Provided by: m17n-docs_1.6.2-2_all bug

NAME

       Charset - Charset objects and API for them.

   Defines
       #define MCHAR_INVALID_CODE
           Invalid code-point.

   Functions
       MSymbol mchar_define_charset (const char *name, MPlist *plist)
           Define a charset.
       MSymbol mchar_resolve_charset (MSymbol symbol)
           Resolve charset name.
       int mchar_list_charset (MSymbol **symbols)
           List symbols representing charsets.
       int mchar_decode (MSymbol charset_name, unsigned code)
           Decode a code-point.
       unsigned mchar_encode (MSymbol charset_name, int c)
           Encode a character code.
       int mchar_map_charset (MSymbol charset_name, void(*func)(int from, int to, void *arg),
           void *func_arg)
           Call a function for all the characters in a specified charset.

   Variables
       MSymbol Mcharset
           The symbol Mcharset.

   Variables: Symbols representing a charset.
        Each of the following symbols represents a predefined charset.
       MSymbol Mcharset_ascii
           Symbol representing the charset ASCII.
       MSymbol Mcharset_iso_8859_1
           Symbol representing the charset ISO/IEC 8859/1.
       MSymbol Mcharset_unicode
           Symbol representing the charset Unicode.
       MSymbol Mcharset_m17n
           Symbol representing the largest charset.
       MSymbol Mcharset_binary
           Symbol representing the charset for ill-decoded characters.

   Variables: Parameter keys for mchar_define_charset().
        These are the predefined symbols to use as parameter keys for the function
       mchar_define_charset() (which see).
       MSymbol Mmethod
       MSymbol Mdimension
       MSymbol Mmin_range
       MSymbol Mmax_range
       MSymbol Mmin_code
       MSymbol Mmax_code
       MSymbol Mascii_compatible
       MSymbol Mfinal_byte
       MSymbol Mrevision
       MSymbol Mmin_char
       MSymbol Mmapfile
       MSymbol Mparents
       MSymbol Msubset_offset
       MSymbol Mdefine_coding
       MSymbol Maliases

   Variables: Symbols representing charset methods.
        These are the predefined symbols that can be a value of the Mmethod parameter of a
       charset used in an argument to the mchar_define_charset() function.

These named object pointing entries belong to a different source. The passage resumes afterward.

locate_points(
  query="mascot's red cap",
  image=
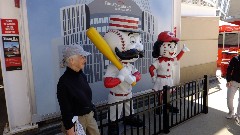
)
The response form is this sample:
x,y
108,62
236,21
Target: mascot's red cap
x,y
167,36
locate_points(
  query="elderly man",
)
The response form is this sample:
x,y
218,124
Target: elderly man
x,y
74,93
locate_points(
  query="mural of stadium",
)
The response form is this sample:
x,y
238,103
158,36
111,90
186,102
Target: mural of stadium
x,y
76,19
66,22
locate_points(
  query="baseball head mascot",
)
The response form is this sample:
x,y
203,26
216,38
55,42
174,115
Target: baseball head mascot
x,y
124,40
165,50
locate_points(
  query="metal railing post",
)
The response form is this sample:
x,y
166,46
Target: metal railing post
x,y
166,100
205,94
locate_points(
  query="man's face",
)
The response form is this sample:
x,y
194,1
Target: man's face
x,y
79,61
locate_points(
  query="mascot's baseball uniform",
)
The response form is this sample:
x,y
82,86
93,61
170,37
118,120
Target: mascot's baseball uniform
x,y
124,39
164,50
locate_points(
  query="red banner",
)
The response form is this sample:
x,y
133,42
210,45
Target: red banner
x,y
9,26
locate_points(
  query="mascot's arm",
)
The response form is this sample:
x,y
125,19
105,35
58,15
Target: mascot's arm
x,y
137,75
151,70
179,56
110,82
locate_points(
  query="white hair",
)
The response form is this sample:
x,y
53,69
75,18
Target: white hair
x,y
73,57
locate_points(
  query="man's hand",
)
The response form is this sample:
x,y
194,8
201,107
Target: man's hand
x,y
71,131
229,84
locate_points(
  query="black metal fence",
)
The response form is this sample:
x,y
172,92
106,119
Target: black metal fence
x,y
190,98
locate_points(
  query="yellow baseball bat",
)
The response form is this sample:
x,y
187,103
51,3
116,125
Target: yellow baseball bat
x,y
104,48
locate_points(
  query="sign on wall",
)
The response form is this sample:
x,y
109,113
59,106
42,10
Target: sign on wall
x,y
9,26
12,55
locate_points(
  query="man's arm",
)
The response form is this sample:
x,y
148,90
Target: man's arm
x,y
65,106
230,70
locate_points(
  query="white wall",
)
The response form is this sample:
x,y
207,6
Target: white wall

       A method specifies how code-points and character codes are converted. See the
       documentation of the mchar_define_charset() function for the details.
       MSymbol Moffset
           Symbol for the offset type method of charset.
       MSymbol Mmap
           Symbol for the map type method of charset.
       MSymbol Munify
           Symbol for the unify type method of charset.
       MSymbol Msubset
           Symbol for the subset type method of charset.
       MSymbol Msuperset
           Symbol for the superset type method of charset.

Detailed Description

       Charset objects and API for them.

       The m17n library uses charset objects to represent a coded character sets (CCS). The m17n
       library supports many predefined coded character sets. r, application programs can add
       other charsets. A character can belong to multiple charsets.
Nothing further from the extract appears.